Founded in the late 1990s in part by former prime minister Paul Martin, the Group of 20 has met every year since 2008 with a focus on international economic and financial stability.
It’s supposed to be the pinnacle of multilateralism: the idea that nations can co-operate, compromise and co-ordinate for the greater good.
But a lot has changed in the past two decades.
“We are struggling to resolve major crises together around this table,” said French President Emmanuel Macron at the opening of the summit, adding that “the G20 may be coming to the end of a cycle.”
At the heart of this “rupture” in the global world order, to borrow Prime Minister Mark Carney’s description, is the United States and President Donald Trump.
Trump’s tariff war on most of the world, combined with his transactional approach to geopolitical conflicts like the war in Ukraine, had G20 members focusing more on how to find economic security than integration.
Even a massive economy like China, a country itself often accused of destabilizing the world’s security, voiced its concerns over for the future.

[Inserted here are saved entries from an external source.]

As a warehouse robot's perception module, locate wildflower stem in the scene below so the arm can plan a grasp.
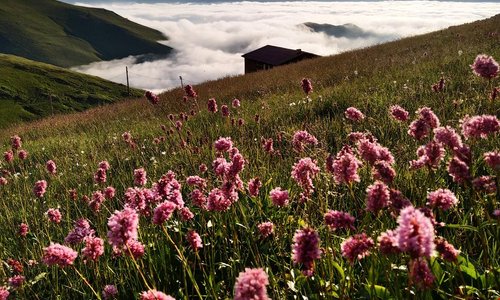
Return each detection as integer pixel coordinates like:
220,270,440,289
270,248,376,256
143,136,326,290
73,266,101,300
161,225,203,299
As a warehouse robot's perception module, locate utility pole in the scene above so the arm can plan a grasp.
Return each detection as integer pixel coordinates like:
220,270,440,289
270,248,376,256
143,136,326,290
125,66,130,96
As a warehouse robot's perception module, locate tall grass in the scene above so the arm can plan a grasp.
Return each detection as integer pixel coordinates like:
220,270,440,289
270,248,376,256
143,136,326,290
0,16,500,299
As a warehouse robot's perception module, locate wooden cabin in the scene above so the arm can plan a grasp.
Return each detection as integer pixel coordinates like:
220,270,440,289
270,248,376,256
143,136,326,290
242,45,319,74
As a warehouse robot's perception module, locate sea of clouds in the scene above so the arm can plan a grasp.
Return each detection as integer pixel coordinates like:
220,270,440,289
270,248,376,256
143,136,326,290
70,1,500,92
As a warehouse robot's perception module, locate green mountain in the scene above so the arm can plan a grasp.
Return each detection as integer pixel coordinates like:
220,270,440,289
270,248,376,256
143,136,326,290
0,0,172,67
0,54,142,128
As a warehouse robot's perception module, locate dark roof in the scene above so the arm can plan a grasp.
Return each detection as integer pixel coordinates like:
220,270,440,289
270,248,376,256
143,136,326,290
242,45,318,66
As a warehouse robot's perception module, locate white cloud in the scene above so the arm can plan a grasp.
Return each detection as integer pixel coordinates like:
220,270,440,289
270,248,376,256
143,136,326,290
71,1,500,91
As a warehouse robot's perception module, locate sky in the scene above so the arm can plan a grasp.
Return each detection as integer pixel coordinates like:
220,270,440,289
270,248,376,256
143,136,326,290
69,0,500,92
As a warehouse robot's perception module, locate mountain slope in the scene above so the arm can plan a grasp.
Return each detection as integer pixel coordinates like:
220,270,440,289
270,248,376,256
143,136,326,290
0,0,171,67
0,54,142,128
0,15,500,299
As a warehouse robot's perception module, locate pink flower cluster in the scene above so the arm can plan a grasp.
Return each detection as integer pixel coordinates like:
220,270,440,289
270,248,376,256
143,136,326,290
344,107,365,122
269,187,288,206
340,232,375,264
291,157,319,195
42,243,78,267
292,227,321,276
470,54,499,79
460,115,500,139
427,189,458,210
292,130,318,152
234,268,269,300
323,210,356,230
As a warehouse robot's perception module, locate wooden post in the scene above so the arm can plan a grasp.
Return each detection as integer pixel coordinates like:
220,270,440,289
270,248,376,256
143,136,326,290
125,66,130,96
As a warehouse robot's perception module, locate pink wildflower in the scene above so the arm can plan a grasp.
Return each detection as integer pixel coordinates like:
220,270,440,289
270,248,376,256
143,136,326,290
102,284,118,300
257,222,274,239
372,161,396,184
220,105,230,117
483,151,500,171
324,210,356,230
214,137,233,153
139,290,175,300
417,106,440,128
396,206,434,258
248,177,262,197
45,208,62,224
292,130,318,152
291,157,319,193
144,91,160,105
261,138,274,154
186,176,207,189
300,78,313,95
82,236,104,261
108,207,139,248
64,218,95,245
234,268,269,300
366,181,390,214
10,135,23,150
472,176,497,194
33,180,47,198
269,187,288,206
460,115,500,140
207,98,218,113
434,126,463,150
448,156,470,184
409,258,435,289
292,228,321,276
189,189,207,208
408,118,430,140
94,168,106,183
427,189,458,210
17,150,28,160
99,160,111,171
0,286,10,300
126,240,144,259
45,160,57,175
7,275,26,288
377,230,399,255
389,105,410,122
470,54,499,79
3,150,14,163
179,207,194,221
231,98,241,108
89,191,106,213
434,237,460,262
184,84,198,98
187,230,203,252
17,223,30,237
134,168,148,186
326,151,362,184
153,201,177,225
104,186,116,200
42,243,78,267
344,107,365,122
340,232,375,264
207,188,232,211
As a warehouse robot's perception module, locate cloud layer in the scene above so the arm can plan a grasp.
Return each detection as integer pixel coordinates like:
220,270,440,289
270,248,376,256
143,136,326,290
74,1,500,91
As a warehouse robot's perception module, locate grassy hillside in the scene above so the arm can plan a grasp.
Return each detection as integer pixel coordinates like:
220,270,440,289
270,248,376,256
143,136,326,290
0,54,142,128
0,15,500,299
0,0,171,67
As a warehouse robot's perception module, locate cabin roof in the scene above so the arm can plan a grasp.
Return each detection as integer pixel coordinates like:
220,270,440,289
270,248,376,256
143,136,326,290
242,45,318,66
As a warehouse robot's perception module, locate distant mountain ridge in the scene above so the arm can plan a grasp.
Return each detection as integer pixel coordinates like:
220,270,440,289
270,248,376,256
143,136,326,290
0,0,172,67
0,54,142,128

“Unilateralism and protectionism are rampant,” said Chinese Premier Li Qiang, who was at the G20 in place of President Xi Jinping.
“Many people are pondering what exactly is happening to global solidarity.”
Finland’s President Alexander Stubb, invited to the G20 for the first time, said he was also worried about the fate of multilateralism.
“It's more about deals and therefore it's more prone to conflict,’ Stubb said in his opening remarks.
Trump’s total boycott — no American official was sent in his place — may have some questioning wider global unity. But it did bolster solidarity among those who remained at the table.
Foreign Affairs Minister Anita Anand pointed to the adoption of a consensus declaration at the very start of the summit.